After more than a decade’s worth of attempts, Congress has finally passed the Pregnant Workers Fairness Act (PWFA). The PWFA broke through the logjam as part of the must-pass $1.7 trillion government funding bill shepherded through Congress at the end of December 2022.
Once the PWFA takes effect on June 27, 2023, employers with at least 15 employees will be required to treat qualified employees with pregnancy-related restrictions precisely as they treat qualified employees with disabilities, providing reasonable accommodations unless doing so would pose an undue hardship on the operation of the business.
Since the passage of the Pregnancy Discrimination Act (PDA) in 1978, it has been unlawful for employers to discriminate against employees on the basis of “pregnancy, childbirth, or related medical conditions[.]” 42 U.S.C. § 2000e(k). The PDA also requires that “women affected by pregnancy, childbirth, or related medical conditions…be treated the same for all employment-related purposes...as other persons not so affected but similar in their ability or inability to work[.]”
This same treatment requirement has long generated questions about whether the PDA effectively deemed employees with temporary pregnancy-related medical conditions to have the same status as employees with disabilities, whom employers must reasonably accommodate under the ADA, or employees injured on the job, whom employers have every incentive to accommodate.
Federal appeals courts rendered various interpretations of the PDA until 2015, when the Supreme Court decided Young v. United Parcel Service, Inc. Young established that, if a PDA plaintiff shows the employer accommodated others “similar in their ability or inability to work,” the employer is required to identify a legitimate, non-discriminatory reason for denying the pregnant worker accommodation. If the employer does so, the employee must then prove that the employer’s reason was pretextual. The Court noted that a PDA plaintiff will generally prevail with evidence that the employer accommodated a significant number of non-pregnant employees, while failing to accommodate a large percentage of pregnant employees.
While Young was seen as a major victory for pregnant workers, the decision left room for employers to defend decisions to accommodate certain categories of workers—e.g., those with workers’ compensation injuries—while not accommodating pregnant employees with similar restrictions on their ability to work.
Enter the Pregnant Workers Fairness Act
The newly passed PWFA expressly requires covered employers to provide reasonable accommodation to the known limitations related to a qualified employee’s pregnancy, childbirth, or related medical conditions. The PWFA’s protections mirror those set forth in the ADA, adopting the same meaning of “reasonable accommodation” and “undue hardship,” and requiring an interactive process.
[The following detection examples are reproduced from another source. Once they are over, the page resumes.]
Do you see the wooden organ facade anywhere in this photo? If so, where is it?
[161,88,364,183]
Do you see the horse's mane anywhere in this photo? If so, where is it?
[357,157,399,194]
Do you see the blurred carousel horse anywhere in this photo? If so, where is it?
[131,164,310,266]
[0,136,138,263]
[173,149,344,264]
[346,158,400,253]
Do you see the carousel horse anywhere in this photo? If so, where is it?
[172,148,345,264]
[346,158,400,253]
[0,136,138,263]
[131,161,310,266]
Like the ADA, pregnant employees are not entitled to the accommodation of their choice; however, the PWFA makes clear that an employer cannot require an employee to take a leave of absence (paid or unpaid) if another effective and reasonable accommodation exists that would not create undue hardship.
The Bottom Line for Employers
Whether the PWFA represents a change from the status quo will vary by state. Since 2000, when Congress declined to pass additional protections for pregnant employees, more than 30 states have passed protections for that exceed the federal requirements under the PDA. In 2018, Massachusetts amended M.G.L. c. 151B, §4 to expressly require reasonable accommodation of employees’ pregnancy or pregnancy-related conditions unless the accommodation would impose an undue hardship on the employer.
Similarly, Maine amended the Maine Human Rights Act (5 M.R.S. §4572-A) in 2019, codifying essentially the same protections set forth in the PWFA. In contrast, employers in states without expanded state-level protections for pregnant workers will need to adjust their policies and their approach to accommodating temporary restrictions connected to pregnancy or childbirth.
The types of accommodations employers might be required to provide in connection with pregnancy or childbirth are varied, depending on the underlying condition or restriction. For example, an employee on bed rest may require remote work; a pregnant worker with carpal tunnel syndrome may require a dictation program or note taker; an employee with edema may need a chair, more frequent rest breaks, or an exception from the footwear policy; and a pregnant worker with hypertension or preeclampsia may need to limit their physical activity.
As under the ADA, a request for pregnancy-related accommodation under the PWFA should prompt an individualized analysis; and, as under the ADA, what is a necessary, effective, and reasonable accommodation will depend on the facts and circumstances, including but not limited to the employee’s needs, the nature of the business, and the employer’s resources.